DNA damage is (unavoidably) caused everyday via two mechanisms:
Reactive Oxygen Species (ROS)
This is produced via normal metabolism
Mitochondria are organelles (tiny organs) within cells which produce energy, when it is required at low intensities e.g. when sitting, walking, or jogging at a steady pace.
The mitochondria produce energy via ‘oxidative phosphorylation’
This process, produces byproducts, which cause DNA damage
So basically, by keeping you alive, your body also causes DNA damage
Superoxide and hydrogen peroxide are classified as the Reactive Oxygen Species which do the damage
Being overweight can create more of these.
Reactive Nitrogen Species (RNS)
RNS is the other mechanism which causes DNA damage.
Caused by immune cell activation, which in turn causes inflammation.
Immune cells produce nitrogen oxide, which reacts with the ROS explained above.
DNA Damage & Cancer
DNA damage can damage ‘tumor suppression genes’ which will normally protect against DNA damage to other genes.
If tumor suppression genes can’t activate, then abnormal cells can proliferate.
Smoking causes massive DNA damage.
Antioxidants can prevent DNA damage.
A study claimed that supplemental antioxidants can actually cause cancer.
Supplemental vitamin E, has shown to prevent DNA damage and cancer.
However, if you already have cancer, supplemental vitamin E can prevent any damage to cancer cells.
For vitamin E specifically, it’s probably not best to supplement more than 100% RDA due to certain mechanisms that can be inhibited with large amounts.
Our body produces it’s own antioxidants such as glutathione
We need vitamin C, A and E from our diet.

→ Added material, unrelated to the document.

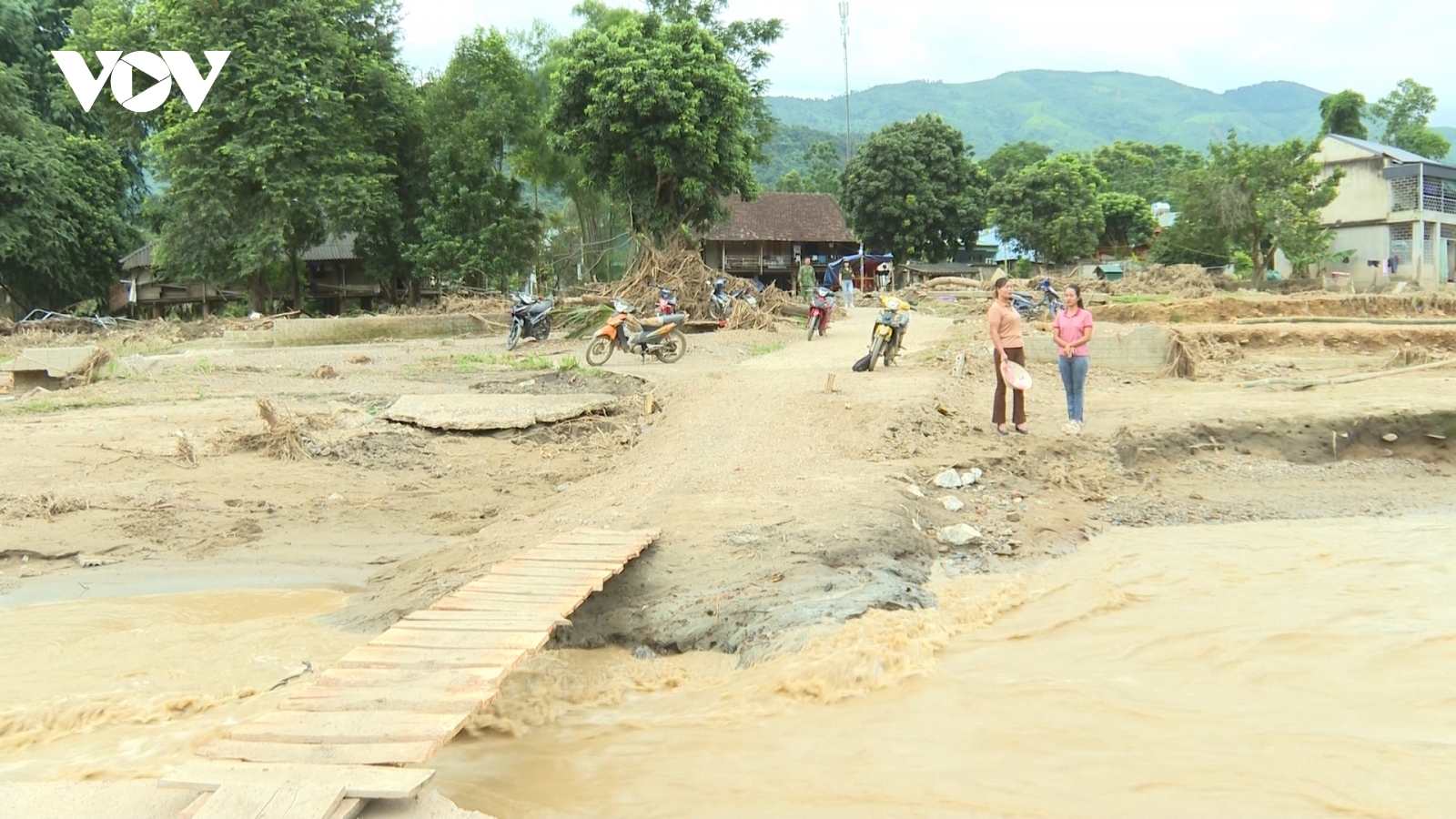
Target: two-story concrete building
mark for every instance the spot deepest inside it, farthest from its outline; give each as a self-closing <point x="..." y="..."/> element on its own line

Around 60% of Americans don’t get enough vitamin E. But taking too much can also be damaging.
Supplements of Vitamin E tend to contain only alpha tocopherol and NOT gamma tocopherol vitamin E – this can cause problems with the ratio of the 2, which interferes with their activity in the body.
Mega doses of alpha tocopherol has been associated with prostate cancer.
High levels of selenium, offset the increased incidence of prostate cancer.